En aquel entonces, la vida le sonreía a Yoshi, se había transformado en un maestro del Budo y dominaba a la perfección las dieciocho habilidades propias de un samurai, llegando a ser respetado por sus pares y temido por sus enemigos. Aunque el Kenjutsu o manejo del sable, era su más fuerte destreza, no había nacido aún quien lo superara, porque la disciplina del acero regía su existencia. Verlo combatir provocaba el mismo efecto que admirar la gracia en el vuelo de un Halcón, era algo innato en él. Ahora en su madurez, gozaba del beneplácito de Toshio Karasaki, un poderoso señor de la región del norte. Contaba con su confianza y sólo en él descansaba la responsabilidad del cuidado de su más preciado tesoro, su hija Mayuko. Aunque la joven beldad, tenía inclinaciones contrapuestas al pensamiento de su padre, ella era una ferviente seguidora de la doctrina budista, la cual estaba prohibida por el shogun Tokugawa y sus famosas: “Leyes para los templos” impuestas por él allá en el 1603. Precisamente el definitivo derrocamiento del budismo en Japón y la implantación del Shu Shigaku –una doctrina inspirada en el pensamiento Neoconfusiano, que se basaba en la admiración por la vida y las relaciones humanas–, dieron pie al nacimiento del Bushido, que rige el actuar de un samurai.
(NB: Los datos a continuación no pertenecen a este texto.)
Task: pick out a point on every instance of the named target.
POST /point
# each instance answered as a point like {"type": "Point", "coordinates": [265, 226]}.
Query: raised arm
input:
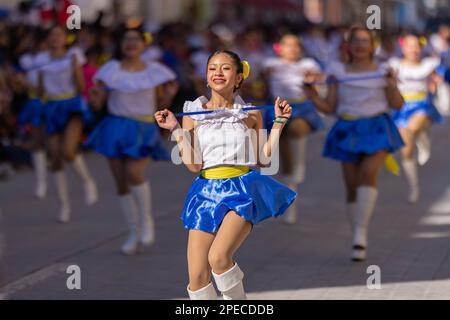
{"type": "Point", "coordinates": [184, 136]}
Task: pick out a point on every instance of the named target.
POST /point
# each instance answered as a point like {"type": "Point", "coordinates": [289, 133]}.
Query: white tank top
{"type": "Point", "coordinates": [223, 137]}
{"type": "Point", "coordinates": [414, 79]}
{"type": "Point", "coordinates": [360, 98]}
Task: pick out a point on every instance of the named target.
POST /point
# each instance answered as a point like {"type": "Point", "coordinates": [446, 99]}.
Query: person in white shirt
{"type": "Point", "coordinates": [132, 88]}
{"type": "Point", "coordinates": [417, 77]}
{"type": "Point", "coordinates": [285, 75]}
{"type": "Point", "coordinates": [65, 112]}
{"type": "Point", "coordinates": [227, 199]}
{"type": "Point", "coordinates": [365, 134]}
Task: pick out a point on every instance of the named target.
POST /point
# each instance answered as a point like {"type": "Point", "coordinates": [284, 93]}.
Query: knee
{"type": "Point", "coordinates": [56, 164]}
{"type": "Point", "coordinates": [134, 178]}
{"type": "Point", "coordinates": [219, 261]}
{"type": "Point", "coordinates": [69, 155]}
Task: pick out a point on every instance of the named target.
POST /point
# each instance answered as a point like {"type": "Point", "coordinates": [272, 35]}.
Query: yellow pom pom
{"type": "Point", "coordinates": [423, 41]}
{"type": "Point", "coordinates": [148, 38]}
{"type": "Point", "coordinates": [245, 69]}
{"type": "Point", "coordinates": [70, 39]}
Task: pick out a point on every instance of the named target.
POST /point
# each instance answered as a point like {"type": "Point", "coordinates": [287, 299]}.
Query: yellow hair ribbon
{"type": "Point", "coordinates": [423, 41]}
{"type": "Point", "coordinates": [245, 69]}
{"type": "Point", "coordinates": [70, 38]}
{"type": "Point", "coordinates": [148, 38]}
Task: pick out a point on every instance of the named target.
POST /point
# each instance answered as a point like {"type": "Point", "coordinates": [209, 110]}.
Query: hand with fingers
{"type": "Point", "coordinates": [166, 120]}
{"type": "Point", "coordinates": [283, 109]}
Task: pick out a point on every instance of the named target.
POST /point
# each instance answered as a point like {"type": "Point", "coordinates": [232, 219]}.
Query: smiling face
{"type": "Point", "coordinates": [411, 48]}
{"type": "Point", "coordinates": [132, 44]}
{"type": "Point", "coordinates": [290, 48]}
{"type": "Point", "coordinates": [222, 73]}
{"type": "Point", "coordinates": [57, 38]}
{"type": "Point", "coordinates": [361, 45]}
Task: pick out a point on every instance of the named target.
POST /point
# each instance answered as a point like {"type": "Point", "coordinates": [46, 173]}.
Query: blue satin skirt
{"type": "Point", "coordinates": [253, 196]}
{"type": "Point", "coordinates": [401, 117]}
{"type": "Point", "coordinates": [120, 137]}
{"type": "Point", "coordinates": [305, 111]}
{"type": "Point", "coordinates": [349, 140]}
{"type": "Point", "coordinates": [32, 113]}
{"type": "Point", "coordinates": [57, 113]}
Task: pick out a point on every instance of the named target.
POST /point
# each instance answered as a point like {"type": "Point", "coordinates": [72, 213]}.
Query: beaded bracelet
{"type": "Point", "coordinates": [280, 121]}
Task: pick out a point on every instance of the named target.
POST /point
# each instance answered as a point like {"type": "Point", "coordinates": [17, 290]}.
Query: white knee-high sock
{"type": "Point", "coordinates": [63, 195]}
{"type": "Point", "coordinates": [90, 188]}
{"type": "Point", "coordinates": [298, 152]}
{"type": "Point", "coordinates": [412, 176]}
{"type": "Point", "coordinates": [206, 293]}
{"type": "Point", "coordinates": [142, 194]}
{"type": "Point", "coordinates": [40, 168]}
{"type": "Point", "coordinates": [365, 204]}
{"type": "Point", "coordinates": [351, 211]}
{"type": "Point", "coordinates": [130, 213]}
{"type": "Point", "coordinates": [230, 283]}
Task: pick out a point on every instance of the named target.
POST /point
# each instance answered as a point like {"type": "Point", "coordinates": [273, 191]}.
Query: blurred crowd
{"type": "Point", "coordinates": [184, 48]}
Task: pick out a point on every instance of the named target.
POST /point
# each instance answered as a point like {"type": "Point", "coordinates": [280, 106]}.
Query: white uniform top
{"type": "Point", "coordinates": [58, 74]}
{"type": "Point", "coordinates": [223, 137]}
{"type": "Point", "coordinates": [29, 63]}
{"type": "Point", "coordinates": [133, 93]}
{"type": "Point", "coordinates": [414, 78]}
{"type": "Point", "coordinates": [286, 79]}
{"type": "Point", "coordinates": [362, 98]}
Su esencia es el desprecio a la muerte y la valoración absoluta del honor, la lealtad y la obediencia, las únicas motivaciones de Yoshi. Su amo era fiel servidor del shogun, después de todo, la dinastía Tokugawa se caracterizaba por el poderío de los Daimyos y samuráis. Pero a oídos del shogun llegó la noticia de que muchos de sus súbditos seguían asistiendo a escuelas secretas del budismo, que sobrevivieron a la destrucción de los monasterios del monte Hiei. Ordenada durante el shogunato de Mobunaga. A raíz de esto, la deshonra cayó sobre la familia Karasaki.

Desde ese momento, el camino de Yoshi se enfrentó a una encrucijada, donde tenía dos opciones: servir a su señor feudal o convertirse en un Ronin, que eran los samurais sin amos. En ese momento recordó las palabras de su maestro: “Un perro sin amo vagabundea libre. El halcón de un Daimyo vuela más alto. La ofensa es como un buen haiku: puede: ignorarse, desconocerse, perdonarse o borrarse, pero nunca puede ser olvidada”. Entonces, la última orden del señor feudal resonó en su cabeza como un relámpago y lo hirió como si fuese una daga clavándose muy hondo en su pecho. Las lágrimas cayeron de sus ojos al mirar nuevamente el cuerpo envuelto en ese kimono floreado; su corazón se partió en dos.